顧長歌緩緩放下手中的茶杯,抬起頭,目光平靜地看向宋腸鏡的背影。
宋腸鏡腳步猛地一頓,霍然回頭。
眼中剛剛稍有平息的殺機再次如同烈焰般騰起,死死鎖定顧長歌:
“嗯?本王已經看在齊聖人的麵子上,暫且放過你這小輩一馬,難道你還不知死活,想主動找死不成?!”
客棧內所有人的目光,也瞬間齊刷刷地聚焦到了顧長歌身上。
這小子又想乾什麼?
難道嫌死的不夠快?
顧長歌在無數道目光注視下,緩緩站起身。
“王爺方才盛怒之下,所言拳腳功夫如何了得,武夫體魄如何霸道,顧某聽著,倒是也生出了幾分興趣。
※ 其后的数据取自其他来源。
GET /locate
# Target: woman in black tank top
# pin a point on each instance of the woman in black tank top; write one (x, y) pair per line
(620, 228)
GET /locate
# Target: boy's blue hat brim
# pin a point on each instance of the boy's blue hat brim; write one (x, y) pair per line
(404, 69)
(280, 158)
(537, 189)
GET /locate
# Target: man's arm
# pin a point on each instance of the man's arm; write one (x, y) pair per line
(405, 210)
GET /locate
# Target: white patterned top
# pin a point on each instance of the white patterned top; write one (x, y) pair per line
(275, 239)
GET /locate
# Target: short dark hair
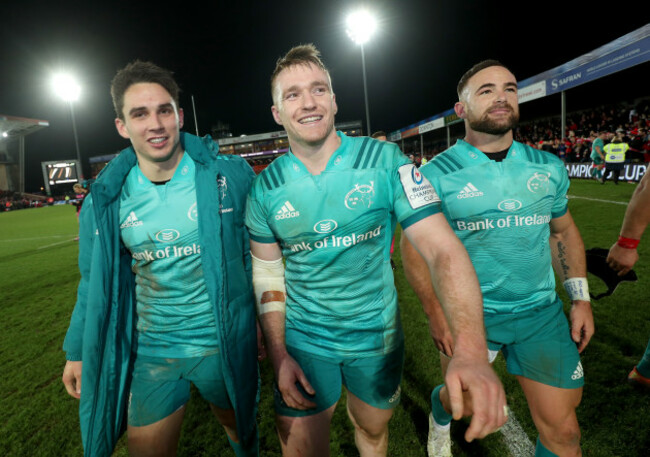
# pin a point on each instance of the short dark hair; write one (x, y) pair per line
(475, 69)
(141, 72)
(303, 54)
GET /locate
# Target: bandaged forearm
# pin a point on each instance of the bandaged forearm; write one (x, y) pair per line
(577, 288)
(269, 286)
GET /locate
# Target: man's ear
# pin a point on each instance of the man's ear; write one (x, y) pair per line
(276, 115)
(120, 125)
(459, 108)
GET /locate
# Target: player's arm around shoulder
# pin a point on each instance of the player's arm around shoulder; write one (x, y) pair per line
(569, 263)
(73, 342)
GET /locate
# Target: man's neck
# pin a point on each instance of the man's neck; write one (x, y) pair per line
(488, 143)
(316, 156)
(161, 171)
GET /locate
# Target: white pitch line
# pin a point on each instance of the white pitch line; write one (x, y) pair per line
(516, 439)
(38, 238)
(54, 244)
(599, 200)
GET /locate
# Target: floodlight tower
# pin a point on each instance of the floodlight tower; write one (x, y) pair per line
(361, 25)
(66, 87)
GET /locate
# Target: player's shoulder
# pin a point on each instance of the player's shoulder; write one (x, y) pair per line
(536, 156)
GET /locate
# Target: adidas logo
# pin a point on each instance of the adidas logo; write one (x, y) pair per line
(396, 395)
(131, 221)
(578, 373)
(287, 211)
(469, 191)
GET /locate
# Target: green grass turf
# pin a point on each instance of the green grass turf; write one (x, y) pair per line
(39, 278)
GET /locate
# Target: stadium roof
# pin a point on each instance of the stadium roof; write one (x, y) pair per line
(14, 126)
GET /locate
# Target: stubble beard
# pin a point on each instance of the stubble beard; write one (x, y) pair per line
(493, 126)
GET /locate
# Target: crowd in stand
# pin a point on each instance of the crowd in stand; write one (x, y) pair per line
(633, 121)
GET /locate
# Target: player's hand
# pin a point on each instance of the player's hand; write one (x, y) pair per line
(582, 323)
(261, 348)
(441, 334)
(288, 375)
(622, 259)
(474, 376)
(72, 378)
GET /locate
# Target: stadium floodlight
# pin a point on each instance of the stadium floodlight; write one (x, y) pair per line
(361, 25)
(66, 87)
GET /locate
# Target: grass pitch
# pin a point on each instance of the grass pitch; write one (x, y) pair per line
(39, 277)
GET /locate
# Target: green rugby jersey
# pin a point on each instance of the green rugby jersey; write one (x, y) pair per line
(335, 232)
(501, 212)
(158, 225)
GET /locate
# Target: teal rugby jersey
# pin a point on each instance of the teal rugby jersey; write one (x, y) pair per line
(335, 231)
(501, 212)
(158, 225)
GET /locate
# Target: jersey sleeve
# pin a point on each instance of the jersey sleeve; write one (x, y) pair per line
(414, 196)
(256, 216)
(560, 204)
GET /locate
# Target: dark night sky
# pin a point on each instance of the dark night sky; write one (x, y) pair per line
(223, 54)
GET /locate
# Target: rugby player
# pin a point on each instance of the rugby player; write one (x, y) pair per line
(507, 203)
(329, 208)
(598, 155)
(623, 255)
(165, 298)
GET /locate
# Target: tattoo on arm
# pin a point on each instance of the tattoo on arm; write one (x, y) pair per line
(562, 257)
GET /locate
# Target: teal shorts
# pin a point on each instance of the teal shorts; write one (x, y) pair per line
(374, 380)
(160, 386)
(537, 345)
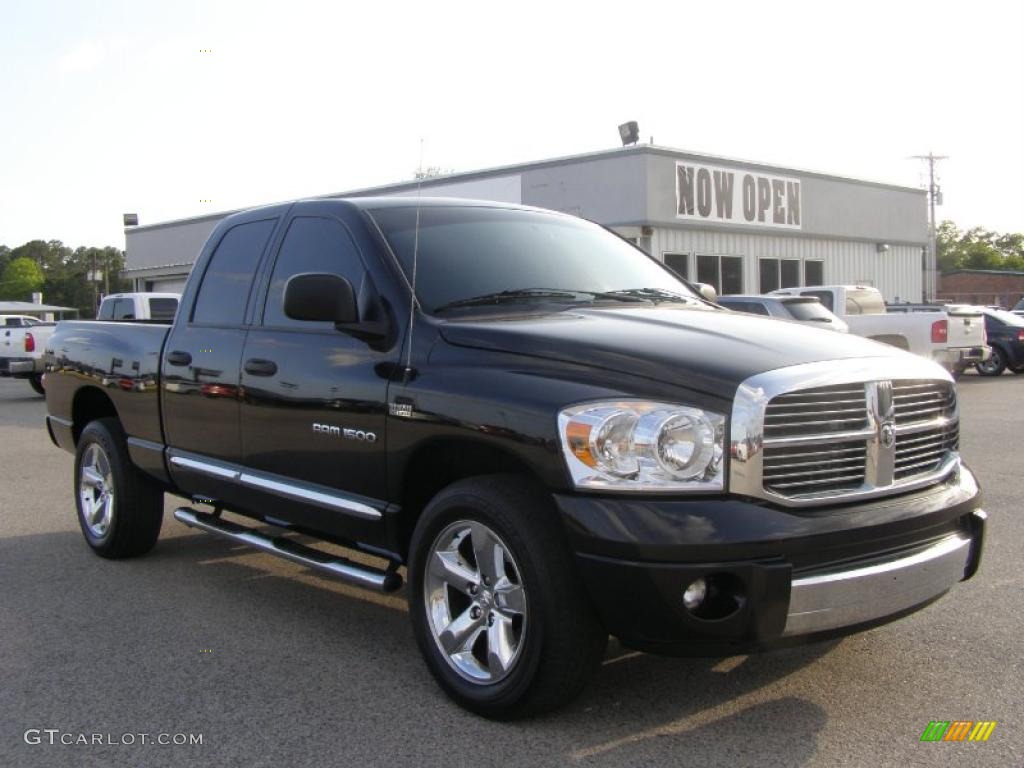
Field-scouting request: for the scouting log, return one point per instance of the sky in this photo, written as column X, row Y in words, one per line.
column 183, row 109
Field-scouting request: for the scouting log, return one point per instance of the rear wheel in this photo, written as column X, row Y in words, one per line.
column 120, row 509
column 500, row 615
column 994, row 365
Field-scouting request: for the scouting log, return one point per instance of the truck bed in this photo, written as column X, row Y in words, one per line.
column 120, row 358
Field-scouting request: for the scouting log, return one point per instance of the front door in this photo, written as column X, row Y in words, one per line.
column 313, row 408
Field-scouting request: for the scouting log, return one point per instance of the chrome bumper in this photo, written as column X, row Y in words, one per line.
column 827, row 601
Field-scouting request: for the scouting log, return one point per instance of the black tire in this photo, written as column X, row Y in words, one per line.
column 136, row 504
column 561, row 642
column 994, row 366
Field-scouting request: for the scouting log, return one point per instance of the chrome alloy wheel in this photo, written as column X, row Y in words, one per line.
column 95, row 488
column 475, row 602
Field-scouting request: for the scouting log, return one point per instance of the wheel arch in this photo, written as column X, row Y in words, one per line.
column 437, row 463
column 88, row 404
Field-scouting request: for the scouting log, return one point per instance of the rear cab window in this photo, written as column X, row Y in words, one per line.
column 163, row 309
column 223, row 295
column 807, row 309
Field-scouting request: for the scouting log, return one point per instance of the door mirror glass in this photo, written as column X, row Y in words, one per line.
column 708, row 291
column 316, row 296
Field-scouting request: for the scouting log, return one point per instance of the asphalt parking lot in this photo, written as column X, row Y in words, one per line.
column 274, row 666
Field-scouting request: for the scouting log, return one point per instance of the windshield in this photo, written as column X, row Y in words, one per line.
column 1008, row 317
column 503, row 255
column 808, row 309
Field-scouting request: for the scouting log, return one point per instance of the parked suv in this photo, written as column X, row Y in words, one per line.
column 1006, row 338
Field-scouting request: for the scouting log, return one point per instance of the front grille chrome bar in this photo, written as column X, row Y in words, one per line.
column 787, row 455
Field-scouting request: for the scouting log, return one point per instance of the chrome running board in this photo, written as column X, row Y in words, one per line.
column 333, row 565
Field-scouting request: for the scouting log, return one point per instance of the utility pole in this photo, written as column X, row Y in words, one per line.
column 934, row 197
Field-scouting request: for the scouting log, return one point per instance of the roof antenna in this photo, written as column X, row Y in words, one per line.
column 416, row 255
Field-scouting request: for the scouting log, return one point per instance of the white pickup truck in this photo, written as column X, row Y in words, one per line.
column 954, row 338
column 156, row 307
column 23, row 340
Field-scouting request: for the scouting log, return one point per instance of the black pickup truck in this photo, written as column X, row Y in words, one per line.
column 552, row 436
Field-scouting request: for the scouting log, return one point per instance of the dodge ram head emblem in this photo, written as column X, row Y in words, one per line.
column 888, row 434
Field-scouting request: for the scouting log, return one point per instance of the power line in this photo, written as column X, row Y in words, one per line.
column 934, row 198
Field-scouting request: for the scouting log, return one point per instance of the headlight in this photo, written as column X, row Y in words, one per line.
column 639, row 445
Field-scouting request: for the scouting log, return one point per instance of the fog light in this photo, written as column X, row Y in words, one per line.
column 695, row 594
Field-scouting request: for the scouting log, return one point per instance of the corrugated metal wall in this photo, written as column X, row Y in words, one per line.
column 897, row 272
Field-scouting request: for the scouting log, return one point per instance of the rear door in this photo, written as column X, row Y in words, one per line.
column 313, row 410
column 202, row 358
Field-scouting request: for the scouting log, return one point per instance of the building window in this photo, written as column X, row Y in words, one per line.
column 775, row 273
column 814, row 273
column 724, row 272
column 679, row 263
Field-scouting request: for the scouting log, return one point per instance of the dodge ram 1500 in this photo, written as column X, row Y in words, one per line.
column 552, row 436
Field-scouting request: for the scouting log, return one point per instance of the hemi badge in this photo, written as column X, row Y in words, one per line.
column 401, row 410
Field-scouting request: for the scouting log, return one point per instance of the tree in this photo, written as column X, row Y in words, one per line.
column 22, row 278
column 977, row 249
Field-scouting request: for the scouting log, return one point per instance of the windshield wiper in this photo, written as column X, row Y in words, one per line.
column 511, row 296
column 652, row 295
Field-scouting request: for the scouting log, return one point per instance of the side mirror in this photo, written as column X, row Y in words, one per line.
column 318, row 296
column 708, row 292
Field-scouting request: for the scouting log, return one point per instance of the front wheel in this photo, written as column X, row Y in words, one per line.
column 500, row 615
column 119, row 508
column 994, row 365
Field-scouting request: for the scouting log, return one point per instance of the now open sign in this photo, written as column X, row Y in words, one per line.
column 729, row 196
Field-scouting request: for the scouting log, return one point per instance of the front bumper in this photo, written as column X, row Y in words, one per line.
column 775, row 576
column 962, row 355
column 20, row 367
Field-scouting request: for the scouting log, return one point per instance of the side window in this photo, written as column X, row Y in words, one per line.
column 311, row 245
column 224, row 292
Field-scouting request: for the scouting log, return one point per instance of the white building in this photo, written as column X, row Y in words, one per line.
column 741, row 226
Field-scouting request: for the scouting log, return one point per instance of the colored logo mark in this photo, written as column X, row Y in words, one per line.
column 958, row 730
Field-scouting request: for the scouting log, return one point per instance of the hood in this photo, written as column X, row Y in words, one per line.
column 702, row 349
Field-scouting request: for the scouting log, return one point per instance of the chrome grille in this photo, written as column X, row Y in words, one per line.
column 853, row 435
column 838, row 409
column 921, row 400
column 923, row 453
column 813, row 469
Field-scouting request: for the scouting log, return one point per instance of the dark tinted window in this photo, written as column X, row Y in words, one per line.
column 823, row 296
column 708, row 272
column 679, row 263
column 751, row 307
column 124, row 309
column 814, row 272
column 467, row 252
column 807, row 310
column 768, row 269
column 732, row 274
column 163, row 309
column 224, row 292
column 311, row 245
column 791, row 273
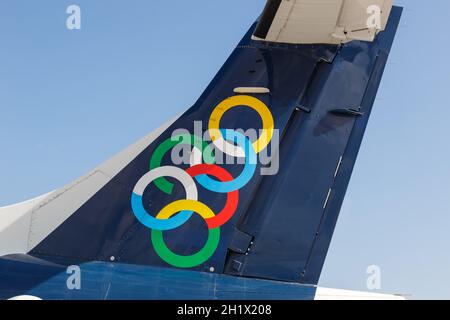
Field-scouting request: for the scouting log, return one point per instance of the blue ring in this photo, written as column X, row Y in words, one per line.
column 157, row 224
column 246, row 174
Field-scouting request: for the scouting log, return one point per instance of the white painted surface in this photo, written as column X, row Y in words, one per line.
column 337, row 294
column 25, row 225
column 325, row 21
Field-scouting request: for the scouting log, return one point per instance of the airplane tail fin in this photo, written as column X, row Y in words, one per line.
column 250, row 203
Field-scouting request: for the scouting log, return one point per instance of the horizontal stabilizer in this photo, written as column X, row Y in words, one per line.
column 322, row 21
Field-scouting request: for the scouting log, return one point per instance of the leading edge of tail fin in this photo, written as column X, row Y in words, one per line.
column 245, row 202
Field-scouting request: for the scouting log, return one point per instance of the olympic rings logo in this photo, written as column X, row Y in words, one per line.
column 179, row 212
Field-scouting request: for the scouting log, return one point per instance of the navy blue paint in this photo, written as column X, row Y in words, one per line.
column 108, row 281
column 283, row 214
column 292, row 230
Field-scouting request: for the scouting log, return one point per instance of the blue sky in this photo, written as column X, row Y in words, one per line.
column 71, row 99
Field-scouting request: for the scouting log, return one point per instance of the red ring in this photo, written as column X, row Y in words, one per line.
column 232, row 198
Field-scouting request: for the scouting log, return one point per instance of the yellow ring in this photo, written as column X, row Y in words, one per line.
column 182, row 205
column 249, row 101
”
他頓了頓,似乎在斟酌詞句,但說出來的話,卻讓所有人瞬間瞠目結舌,懷疑自己的耳朵是不是出了什麼問題。
“既然王爺覺得顧某方才隻是依仗齊聖人等前輩的外力,自身不過是個隻會逞口舌之利的無能之輩……”
“不如,我們就在此地,拋開一切神通法寶,單純以拳腳功夫,切磋一二,如何?”
他目光掃過宋腸鏡那肌肉虯結的雄壯身軀,又淡淡地補充了一句。
“當然,王爺方才與三位前輩對戰消耗不少,為了公平起見,也為了不讓王爺覺得顧某占了便宜,切磋之時,我會讓你兩隻手。”
“……”
寂靜。
死一般的寂靜。
如果說剛才三位強者阻攔宋腸鏡是巨石落水,激起千層浪。
那麼顧長歌此刻這番話,就如同九天驚雷,直接劈在了所有人的腦門上,把他們劈得外焦裡嫩!
“他剛才說什麼?他要和宋王爺切磋拳腳?!還要讓兩隻手?我是不是產生幻聽了?”
“他瘋了嗎?!絕對是瘋了!”
“十境武夫的肉身何等恐怖?那是氣血如龍,拳可崩山的存在!”
“他一個煉虛境的修士,就算法體雙修,又能將肉身錘煉到何種地步?敢和十境武夫比拚拳腳?還讓兩隻手?”
“這已經不是狂妄了,這是自尋死路!”
“以卵擊石!徹頭徹尾的以卵擊石!武夫近身,同境堪稱無敵!更何況宋王爺的境界遠遠高於他!”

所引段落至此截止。